Day # 227 Fiddling About

The tale of some Roman historians is that Nero fiddled while the great fire of 69 AD consumed large tracts of Roman real estate.   There are other Roman historians, perhaps with less of an ax to grind, who say that Nero actually rushed to help his fellow Romans, distributing aid from his own coffers.  Regardless of the facts, we are left with the image of Nero fiddling (lyre-ing actually) whilst the conflagration raged around him.

In my more mundane way, I also have to find some pastime while the flames dance about.  It is not all of Rome that is burning, but what is consumed was once of significance to me.  No matter, the flames still flicker, allegorical or not, and to ignore them one must do something.  Hence all of the fiddling.

I recently purchased a fiddle but that is neither here nor there.  Its a metaphor we are torturing here, not innocent violin strings.

Despite my now seven month long boycott of the news media, I am occupying my time around the personal campfire with a collection of news stories written by one of the most curmudgeonly of reporters:  H. L. Mencken.   The past evening I read another of his editorials, which deserves to be noted and quoted.

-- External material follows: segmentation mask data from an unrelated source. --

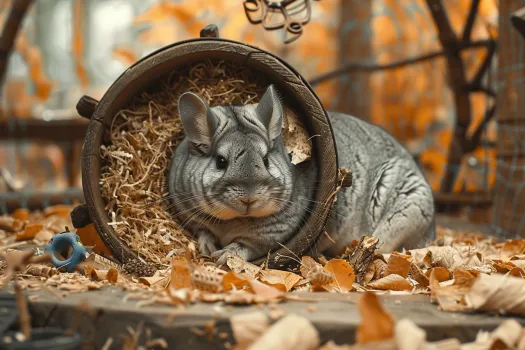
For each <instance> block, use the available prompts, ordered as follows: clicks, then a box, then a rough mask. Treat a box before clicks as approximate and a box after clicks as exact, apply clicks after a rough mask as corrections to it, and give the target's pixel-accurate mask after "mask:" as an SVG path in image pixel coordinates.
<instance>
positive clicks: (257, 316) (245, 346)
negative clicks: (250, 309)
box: [230, 312, 270, 349]
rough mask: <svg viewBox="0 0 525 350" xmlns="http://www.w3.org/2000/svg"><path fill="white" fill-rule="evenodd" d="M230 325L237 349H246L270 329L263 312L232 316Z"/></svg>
mask: <svg viewBox="0 0 525 350" xmlns="http://www.w3.org/2000/svg"><path fill="white" fill-rule="evenodd" d="M230 324H231V328H232V333H233V338H234V339H235V341H236V343H237V347H238V348H239V349H246V348H247V347H248V346H249V345H250V344H252V343H253V342H254V341H255V340H256V339H258V338H259V337H260V336H261V335H262V334H263V333H264V332H266V330H267V329H268V328H269V327H270V322H269V320H268V317H266V315H265V314H264V313H263V312H251V313H244V314H242V313H241V314H237V315H233V316H231V317H230Z"/></svg>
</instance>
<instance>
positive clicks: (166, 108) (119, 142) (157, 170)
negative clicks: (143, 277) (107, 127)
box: [100, 60, 312, 266]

"Of late every reflective American reader must have noticed the inaccuracy and imbecility of most of the special correspondence issuing from Washington.  In it all the frauds, high and low, who flourish in that town are treated with the utmost gravity, and their cheapest and most venal maneuvers are depicted as masterpieces of statecraft.   Is this bilge ordered by Wall Street?  I doubt it.  Is it demanded by the customers of the papers that print it?  Again I have a doubt.  Far easier and more plausible is the explanation that the Washington correspondents write it willingly and in good faith -- that they are too stupid to penetrate the fraudulencies by which they are surrounded."  

Mencken wrote this for the Chicago Sunday Tribune in 1927.  While he bristled his brows and smoked his cigar, he had no idea just how bad the state of American journalism could actually get.  What would he have thought of the talking heads spewing vitriol at one another, so busy scrabbling for the perceived high ground of their agenda that the objective reporting of the news has long since all but vanished?

Mencken was no saint, and he certainly was not without opinions which he delivered with aplomb and a sharp wit.  He also knew that news consisted of the facts, collected and recorded by a diligent reporter and delivered as such to the reader.  Opinions were meant for the editorial page where he reveled in their composition.

So my own Rome burns whilst I read the pithy essays of a great journalist long dead.  I am aware of the irony that at the same time I am boycotting the news of the day.  I feel like I am getting the better end of the bargain, consuming news that is almost eighty-odd years old and still pertinent.